Sales leads are are generally managed and nurtured in CRM systems. It will be nice if we could predict the likelihood of any lead converting to an actual deal. This could be very beneficial in many ways e.g. proactively providing special care for weak leads and for projecting future revenue .
In this post we will go over a predictive modeling solution built on Python ScikitLearn Machine Learning Library. We will be using Gradient Boosted Tree(GBT) which is a powerful and popular supervised learning algorithm.
During the course of this blog, we will also see how the abstraction layer I have built around Scikit supervised learning algorithms works. The abstraction layer along with property file based configuration management makes model building and model life cycle management significantly easier. The implementation can be found in my OSS project avenir.
Gradient Boosted Trees
Boosting is an ensemble technique in Machine Learning. Ensemble is a way to combine multiple simple or weak models to create more powerful models. The difference between different boosting algorithms depends on how the simple models are combined. Here are the main steps in boosting.
- Build an initial simple model
- Build a next model based on the prediction accuracy of the models built so far, taken together. This step addresses the shortcomings of the simple models built so far
- Repeat step 2 until the stopping condition is reached
With Gradient Boosted Trees(GBT), a numerical optimization is performed where the objective is to minimize loss of the ensemble by adding simple or base learners using gradient descent procedure. The simple or base learners for GBT are regression trees, which are added to the ensemble in an additive way. Since the gradient is taken w.r.t to the base learner or function, the procedure is also known as Functional Gradient Boosting (FGD).
The shortcomings of the existing ensemble while adding a new simple model is measured by the gradient of the loss. To be more specific, the parameters for the new base model to be added, is chosen such that loss is reduced, moving in the direction of the negative gradient of the loss function.
Sales Lead Data from CRM
We will be using sales lad data from a fictitious CRM system with the following attributes as our use case.
- source of lead e.g trade show, web down load etc
- lead contact type e.g has recommendation authority
- lead company size
- number of days so far in CRM pipeline
- number of meetings so far with lead and others in lead’s company
- number of emails exchanged so far with lead and others in lead’s company
- number of web site visits so far by the lead and and others in lead’s company
- number of demos so far
- expected revenue from the deal
- whether proposal with price quote sent
- whether the lead converted
Since most of the feature attributes are time dependent i.e time spent in the sales pipeline, the prediction also depends on the time spent in the pipeline.

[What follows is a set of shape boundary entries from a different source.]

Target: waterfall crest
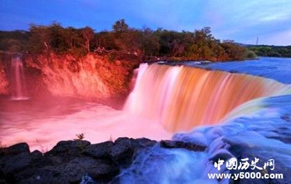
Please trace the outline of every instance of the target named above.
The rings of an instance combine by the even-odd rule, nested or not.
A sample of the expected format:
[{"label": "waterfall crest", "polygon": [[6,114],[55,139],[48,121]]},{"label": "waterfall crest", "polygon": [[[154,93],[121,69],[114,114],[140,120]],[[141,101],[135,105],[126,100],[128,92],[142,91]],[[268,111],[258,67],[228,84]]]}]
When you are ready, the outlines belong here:
[{"label": "waterfall crest", "polygon": [[156,64],[140,70],[124,109],[174,132],[219,122],[247,101],[291,91],[290,85],[245,74]]},{"label": "waterfall crest", "polygon": [[20,57],[16,56],[11,59],[11,99],[27,100],[26,81],[24,75],[24,64]]}]

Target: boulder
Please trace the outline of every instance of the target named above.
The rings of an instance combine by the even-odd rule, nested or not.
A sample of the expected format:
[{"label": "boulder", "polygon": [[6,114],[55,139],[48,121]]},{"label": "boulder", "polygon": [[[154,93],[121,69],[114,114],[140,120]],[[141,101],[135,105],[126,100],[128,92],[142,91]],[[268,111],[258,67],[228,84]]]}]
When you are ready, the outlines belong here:
[{"label": "boulder", "polygon": [[89,145],[90,145],[90,142],[87,140],[60,141],[45,155],[58,156],[62,158],[62,162],[68,162],[85,153]]},{"label": "boulder", "polygon": [[152,140],[146,138],[136,139],[130,138],[130,140],[132,141],[132,144],[135,149],[151,147],[157,144],[156,140]]},{"label": "boulder", "polygon": [[161,140],[160,145],[164,148],[184,148],[190,151],[204,151],[206,146],[200,145],[191,142],[185,142],[177,140]]},{"label": "boulder", "polygon": [[17,155],[22,153],[29,153],[29,147],[27,143],[21,142],[8,147],[0,148],[0,156],[7,155]]},{"label": "boulder", "polygon": [[21,183],[79,183],[87,174],[103,183],[110,181],[118,172],[118,167],[114,164],[90,157],[80,157],[58,166],[40,168]]},{"label": "boulder", "polygon": [[110,149],[110,156],[118,165],[128,165],[132,160],[134,148],[128,138],[119,138]]},{"label": "boulder", "polygon": [[86,149],[85,154],[95,158],[107,158],[109,157],[113,145],[112,141],[91,145]]}]

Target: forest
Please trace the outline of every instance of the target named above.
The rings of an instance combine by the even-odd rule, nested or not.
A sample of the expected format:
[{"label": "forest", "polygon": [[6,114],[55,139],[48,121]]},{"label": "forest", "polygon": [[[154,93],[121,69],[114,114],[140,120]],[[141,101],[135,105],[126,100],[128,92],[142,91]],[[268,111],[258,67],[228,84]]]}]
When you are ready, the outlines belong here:
[{"label": "forest", "polygon": [[100,32],[89,26],[64,28],[57,22],[48,26],[32,24],[29,30],[0,31],[0,50],[10,53],[83,56],[89,52],[117,51],[173,59],[227,61],[254,58],[256,50],[252,50],[254,52],[232,40],[215,38],[209,27],[193,32],[136,29],[124,19],[116,21],[112,30]]}]

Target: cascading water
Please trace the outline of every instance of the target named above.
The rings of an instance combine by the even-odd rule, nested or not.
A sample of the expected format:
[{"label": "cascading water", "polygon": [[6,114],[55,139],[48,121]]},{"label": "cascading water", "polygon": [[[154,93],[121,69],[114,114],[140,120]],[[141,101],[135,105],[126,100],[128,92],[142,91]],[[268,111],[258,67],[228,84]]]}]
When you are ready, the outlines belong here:
[{"label": "cascading water", "polygon": [[[155,119],[177,134],[173,139],[204,145],[206,151],[169,150],[159,145],[141,151],[115,181],[121,183],[291,183],[291,87],[274,80],[185,66],[143,64],[125,110]],[[286,66],[288,67],[288,66]],[[147,68],[146,69],[145,69]],[[219,122],[215,125],[206,125]],[[218,158],[274,159],[283,179],[210,179]],[[263,165],[261,165],[263,166]]]},{"label": "cascading water", "polygon": [[19,56],[14,57],[11,59],[11,99],[28,99],[24,64],[21,57]]},{"label": "cascading water", "polygon": [[244,74],[147,64],[140,70],[125,110],[174,132],[218,122],[250,100],[291,91],[290,85]]}]

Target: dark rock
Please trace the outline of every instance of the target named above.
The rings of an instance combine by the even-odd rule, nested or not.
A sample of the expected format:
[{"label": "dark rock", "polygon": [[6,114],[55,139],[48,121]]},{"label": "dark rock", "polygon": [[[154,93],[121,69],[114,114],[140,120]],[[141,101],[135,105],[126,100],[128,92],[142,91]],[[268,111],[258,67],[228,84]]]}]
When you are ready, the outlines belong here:
[{"label": "dark rock", "polygon": [[206,147],[177,140],[161,140],[160,145],[164,148],[184,148],[190,151],[204,151]]},{"label": "dark rock", "polygon": [[131,138],[130,140],[132,141],[132,144],[136,149],[145,147],[151,147],[157,144],[156,140],[152,140],[146,138],[136,139]]},{"label": "dark rock", "polygon": [[6,156],[0,158],[0,172],[4,175],[17,172],[28,166],[31,156],[28,153]]},{"label": "dark rock", "polygon": [[62,162],[68,162],[83,154],[90,142],[87,140],[66,140],[60,141],[46,156],[57,156],[62,158]]},{"label": "dark rock", "polygon": [[109,158],[112,146],[112,141],[107,141],[99,144],[91,145],[86,149],[85,153],[86,154],[96,158]]},{"label": "dark rock", "polygon": [[104,160],[80,157],[58,166],[41,168],[21,183],[78,183],[85,174],[96,181],[109,182],[118,172],[118,167]]},{"label": "dark rock", "polygon": [[69,164],[81,166],[95,180],[110,179],[119,172],[119,167],[113,163],[89,157],[77,158]]},{"label": "dark rock", "polygon": [[134,148],[128,138],[119,138],[110,150],[110,156],[118,165],[128,165],[131,163],[134,154]]}]

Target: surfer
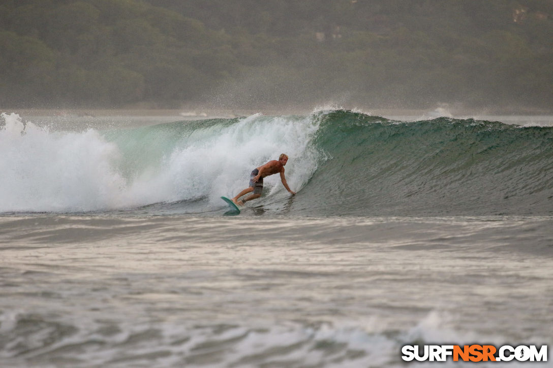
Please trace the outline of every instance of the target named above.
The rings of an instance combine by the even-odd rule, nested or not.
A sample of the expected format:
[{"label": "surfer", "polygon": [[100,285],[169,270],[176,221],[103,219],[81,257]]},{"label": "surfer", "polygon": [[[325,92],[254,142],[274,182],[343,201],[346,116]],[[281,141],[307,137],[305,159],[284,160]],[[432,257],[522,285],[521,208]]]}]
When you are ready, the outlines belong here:
[{"label": "surfer", "polygon": [[[244,206],[244,203],[247,201],[259,198],[261,197],[261,191],[263,189],[263,178],[277,172],[280,173],[280,180],[282,181],[282,185],[286,188],[286,190],[290,192],[293,196],[296,194],[295,192],[290,190],[286,182],[286,178],[284,177],[284,165],[286,165],[288,161],[288,156],[284,154],[281,154],[278,161],[272,160],[265,165],[253,169],[250,176],[249,186],[232,198],[232,202],[238,206]],[[241,201],[238,201],[239,198],[252,192],[253,192],[253,194],[246,197]]]}]

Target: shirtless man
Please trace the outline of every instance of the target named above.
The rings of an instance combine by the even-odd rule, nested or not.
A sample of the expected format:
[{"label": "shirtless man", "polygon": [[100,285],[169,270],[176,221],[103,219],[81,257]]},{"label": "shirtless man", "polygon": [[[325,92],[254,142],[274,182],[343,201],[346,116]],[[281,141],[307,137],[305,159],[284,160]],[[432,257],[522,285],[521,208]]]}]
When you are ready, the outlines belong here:
[{"label": "shirtless man", "polygon": [[[278,157],[278,161],[272,160],[265,165],[254,169],[252,171],[250,177],[249,186],[239,193],[238,196],[232,198],[232,202],[238,206],[244,206],[244,203],[246,202],[259,198],[261,197],[261,191],[263,189],[263,178],[277,172],[280,173],[280,180],[282,181],[282,185],[286,188],[286,190],[290,192],[293,196],[296,194],[295,192],[293,192],[290,190],[286,182],[286,178],[284,177],[284,165],[286,165],[288,161],[288,156],[284,154],[281,154]],[[238,201],[239,198],[251,192],[253,192],[253,194],[246,197],[242,201]]]}]

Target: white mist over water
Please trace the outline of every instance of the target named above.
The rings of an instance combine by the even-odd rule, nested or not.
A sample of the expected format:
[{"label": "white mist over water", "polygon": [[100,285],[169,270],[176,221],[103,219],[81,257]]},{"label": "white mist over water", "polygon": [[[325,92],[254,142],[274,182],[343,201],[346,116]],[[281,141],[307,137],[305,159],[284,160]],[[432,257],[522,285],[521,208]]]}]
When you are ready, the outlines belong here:
[{"label": "white mist over water", "polygon": [[[219,197],[246,187],[249,172],[280,153],[290,157],[286,176],[295,191],[319,160],[310,145],[318,123],[310,117],[256,114],[230,125],[200,127],[173,140],[173,146],[152,144],[152,149],[170,153],[145,157],[140,154],[152,144],[148,131],[133,142],[137,139],[133,129],[121,130],[112,141],[92,129],[52,132],[24,124],[17,114],[1,116],[0,212],[101,211],[206,198],[208,207],[216,208]],[[182,134],[178,128],[186,124],[171,123],[171,128]],[[147,129],[153,133],[158,127]],[[119,145],[128,140],[134,151]],[[278,177],[265,180],[272,188],[265,194],[284,191]]]}]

The first attribute is an ID which is ignored. The last attribute is the target or class label. The rest are feature attributes. Here is some sample data.
7E561S3X62,referral,canReccommend,large,50,7,14,4,3,49679,N,1 RH19V26CX5,tradeShow,canDecide,large,58,6,10,8,4,46127,N,0 3GXMOW46MA,referral,canReccommend,large,84,6,8,3,3,30000,N,1 3WYD4CY31A,advertisement,canDecide,medium,42,9,5,2,2,44659,N,0 GUXRCLV835,webDownload,canReccommend,large,43,4,8,1,3,46172,N,0 9XXGCOBGWR,webDownload,canDecide,small,23,5,12,1,4,45789,N,0 SGZS58ESSU,webDownload,canReccommend,medium,67,6,12,6,3,38449,N,0
Predictive Modeling Framework
To make it easier and to keep it inline with the predictive model development life cycle process, I have created an abstraction wrapper class on top of ScikitLearn suoervised learning algorithms. The API of the abstraction class consists of these essential methods, each of them corresponding to a phase in the predictive model development life cycle.
- train() : Builds predictive model and reports the training error. Used to decide the trade off between model complexity and training data size, by keeping training error within acceptable limit.
- trainValidate(): Build predictive model, cross validates and reports test or generalization error. Uses K Fold cross validation or comparable techniques. You can do parameter tuning to minimize generalization error by searching the parameter space.
- predict(): Makes prediction. This is the method that get called when the predictive model is deployed for use.
- validate(): Makes prediction using existing predictive model and newer data and reports error. Used to detect predictive model drift, using newer data and an existing model.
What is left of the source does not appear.